Design, Setting, and Participants  Participants in 2 UK, hospital-based, case-control studies (Cambridge AMD study and Moorfields Eye Hospital AMD study) and 1 pan-European, cross-sectional, population-based study (the European Eye [EUREYE] Study) were recruited between November 6, 2000, and April 30, 2007. Participants underwent dilated stereo-digital fundus photography graded according to the International Classification of Age-related Maculopathy and Macular Degeneration. There were 1727 cases of late AMD (1151 neovascular, 384 geographic atrophy, and 192 mixed [neovascular AMD and geographic atrophy]) and 1153 controls. Early AMD cases (n = 574) were included only from the EUREYE Study. Data analysis was performed from August 1 to November 30, 2016. Four common single-nucleotide polymorphisms (rs1205, rs1130864, rs1800947, and rs3093077) were selected based on demonstrated influence on circulating CRP concentrations in the literature. In one study, genotyping of rs3093077 failed, and rs1800947 was typed in only 1 study.
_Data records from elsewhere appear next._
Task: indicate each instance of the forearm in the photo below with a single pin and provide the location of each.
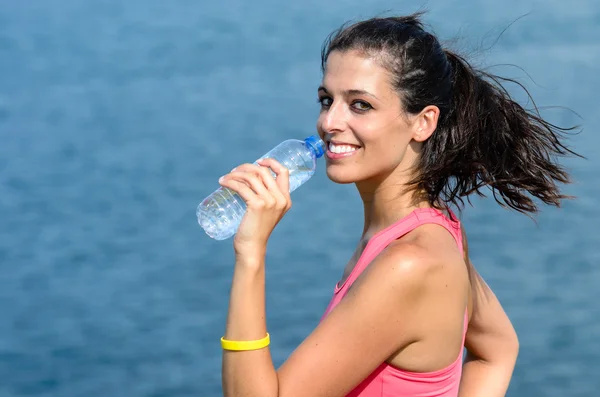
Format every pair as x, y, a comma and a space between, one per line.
248, 373
481, 378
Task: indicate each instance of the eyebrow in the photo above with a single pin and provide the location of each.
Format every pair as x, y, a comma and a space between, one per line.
349, 92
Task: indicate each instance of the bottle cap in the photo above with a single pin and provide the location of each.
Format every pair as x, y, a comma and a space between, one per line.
316, 144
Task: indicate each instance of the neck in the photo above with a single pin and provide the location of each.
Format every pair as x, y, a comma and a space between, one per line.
387, 202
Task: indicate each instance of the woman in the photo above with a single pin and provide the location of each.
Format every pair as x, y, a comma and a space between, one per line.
416, 129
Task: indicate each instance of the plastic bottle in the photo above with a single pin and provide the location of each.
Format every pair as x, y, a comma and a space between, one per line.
220, 213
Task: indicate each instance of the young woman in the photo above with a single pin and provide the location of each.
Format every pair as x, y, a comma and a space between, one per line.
416, 129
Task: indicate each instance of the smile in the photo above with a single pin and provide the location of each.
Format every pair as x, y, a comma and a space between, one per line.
338, 151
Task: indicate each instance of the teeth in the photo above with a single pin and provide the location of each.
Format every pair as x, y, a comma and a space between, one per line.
341, 148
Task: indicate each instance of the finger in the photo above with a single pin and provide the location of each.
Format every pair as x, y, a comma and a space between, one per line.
282, 174
244, 191
254, 182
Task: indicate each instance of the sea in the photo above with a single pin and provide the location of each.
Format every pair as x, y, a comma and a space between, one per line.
118, 117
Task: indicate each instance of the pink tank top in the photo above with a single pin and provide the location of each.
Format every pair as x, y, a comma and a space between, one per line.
386, 380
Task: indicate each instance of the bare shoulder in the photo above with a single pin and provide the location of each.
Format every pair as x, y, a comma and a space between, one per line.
404, 263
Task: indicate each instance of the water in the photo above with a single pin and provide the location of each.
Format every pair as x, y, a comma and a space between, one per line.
117, 117
220, 214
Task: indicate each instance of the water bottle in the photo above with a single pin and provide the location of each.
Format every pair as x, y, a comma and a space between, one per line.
220, 213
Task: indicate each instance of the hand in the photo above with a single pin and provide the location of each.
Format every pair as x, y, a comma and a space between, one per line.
267, 200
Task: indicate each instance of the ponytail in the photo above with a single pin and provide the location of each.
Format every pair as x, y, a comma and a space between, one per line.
487, 139
483, 137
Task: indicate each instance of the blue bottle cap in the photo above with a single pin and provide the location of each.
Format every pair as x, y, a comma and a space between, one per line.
317, 144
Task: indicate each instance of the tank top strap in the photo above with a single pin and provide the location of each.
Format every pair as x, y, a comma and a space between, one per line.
383, 238
419, 217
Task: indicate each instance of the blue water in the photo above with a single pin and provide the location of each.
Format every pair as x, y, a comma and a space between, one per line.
118, 117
Main Outcomes and Measures  A genetic multiplicative model was used for the association of single-nucleotide polymorphisms with late AMD adjusted for age and sex.
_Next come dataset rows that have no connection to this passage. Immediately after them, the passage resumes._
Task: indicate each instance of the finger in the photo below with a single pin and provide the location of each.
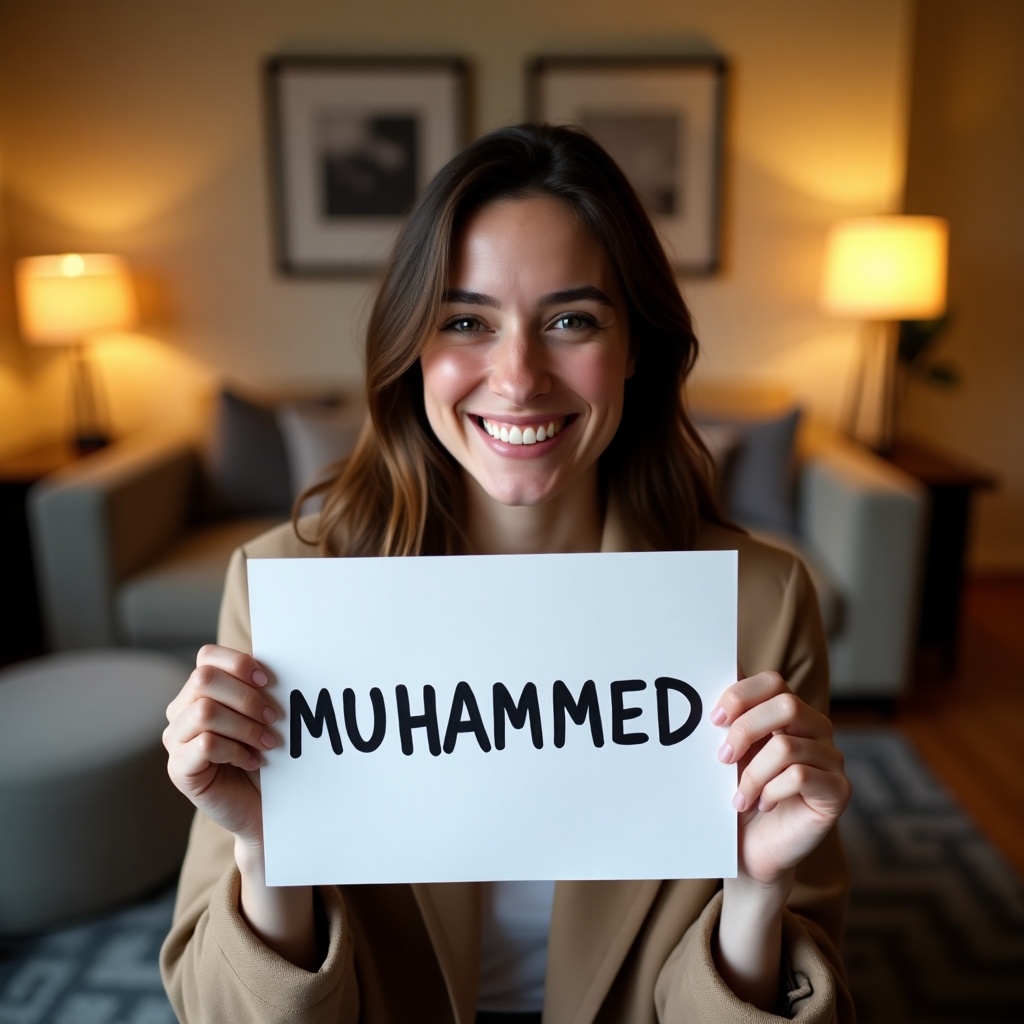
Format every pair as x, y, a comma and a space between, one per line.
206, 715
236, 663
776, 758
217, 684
814, 785
781, 713
748, 692
193, 766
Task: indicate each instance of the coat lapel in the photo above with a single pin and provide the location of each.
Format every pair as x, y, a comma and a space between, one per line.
593, 926
452, 913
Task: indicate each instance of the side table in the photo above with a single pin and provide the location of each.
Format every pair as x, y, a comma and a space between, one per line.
22, 632
951, 484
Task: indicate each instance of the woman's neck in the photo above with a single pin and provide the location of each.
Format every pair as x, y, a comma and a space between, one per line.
570, 522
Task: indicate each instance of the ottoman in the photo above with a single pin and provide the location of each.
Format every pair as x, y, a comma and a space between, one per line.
88, 817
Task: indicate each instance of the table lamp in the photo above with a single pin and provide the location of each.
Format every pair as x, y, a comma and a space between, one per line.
884, 269
66, 300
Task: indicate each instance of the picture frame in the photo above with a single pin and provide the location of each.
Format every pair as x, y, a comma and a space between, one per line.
662, 119
352, 142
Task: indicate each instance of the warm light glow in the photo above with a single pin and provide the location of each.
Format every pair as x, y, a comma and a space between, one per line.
886, 268
64, 299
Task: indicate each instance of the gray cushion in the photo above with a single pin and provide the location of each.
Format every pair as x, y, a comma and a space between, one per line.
757, 486
177, 599
315, 436
248, 466
89, 817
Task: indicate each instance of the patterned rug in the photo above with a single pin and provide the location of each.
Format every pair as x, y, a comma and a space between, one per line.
935, 932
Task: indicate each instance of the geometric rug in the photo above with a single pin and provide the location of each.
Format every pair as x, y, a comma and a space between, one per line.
935, 933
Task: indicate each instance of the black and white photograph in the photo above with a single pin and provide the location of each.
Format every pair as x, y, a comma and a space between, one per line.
660, 119
352, 141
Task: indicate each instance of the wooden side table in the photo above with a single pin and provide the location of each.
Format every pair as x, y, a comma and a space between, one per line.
951, 484
22, 632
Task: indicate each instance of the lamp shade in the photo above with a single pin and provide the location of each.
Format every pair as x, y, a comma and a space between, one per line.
891, 267
62, 299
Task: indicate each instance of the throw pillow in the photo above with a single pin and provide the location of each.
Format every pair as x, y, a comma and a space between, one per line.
757, 485
722, 442
248, 467
315, 437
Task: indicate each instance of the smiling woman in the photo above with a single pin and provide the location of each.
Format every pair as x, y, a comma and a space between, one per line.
525, 361
523, 377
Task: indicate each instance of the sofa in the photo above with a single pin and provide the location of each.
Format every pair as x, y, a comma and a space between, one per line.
131, 544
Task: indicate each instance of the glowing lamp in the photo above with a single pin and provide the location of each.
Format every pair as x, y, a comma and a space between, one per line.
65, 300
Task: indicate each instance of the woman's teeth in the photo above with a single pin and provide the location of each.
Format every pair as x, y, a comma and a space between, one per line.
522, 435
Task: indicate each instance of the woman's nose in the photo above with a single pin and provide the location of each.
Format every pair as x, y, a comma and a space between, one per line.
519, 371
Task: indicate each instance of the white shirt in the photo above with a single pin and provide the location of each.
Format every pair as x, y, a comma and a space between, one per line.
515, 919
Results  Among the 1727 patients with late AMD, the mean (SD) age was 78.7 (7.4) years, and 668 (38.7%) were men. The mean (SD) age of the controls was 74.9 (7.0) years, and 510 (44.2%) were men. In the pooled results of all 3 studies, neither rs1205 (odds ratio [OR], 0.99; 95% CI, 0.86-1.14) nor rs1130864 (OR, 0.96; 95% CI, 0.83-1.11) was associated with late AMD. For geographic atrophy, rs1205 had an OR of 0.91 (95% CI, 0.74-1.13) and rs1130864 had an OR of 0.94 (95% CI, 0.76-1.16). For neovascular AMD, rs1205 had an OR of 1.01 (95% CI, 0.87-1.19) and rs1130864 had an OR of 0.99 (95% CI, 0.84-1.16). There was no association of rs3093077 and rs1800947 with late AMD or any late AMD phenotype. There were no significant findings for early AMD.

Conclusions and Relevance  Our results do not support a causal association between CRP concentrations and AMD.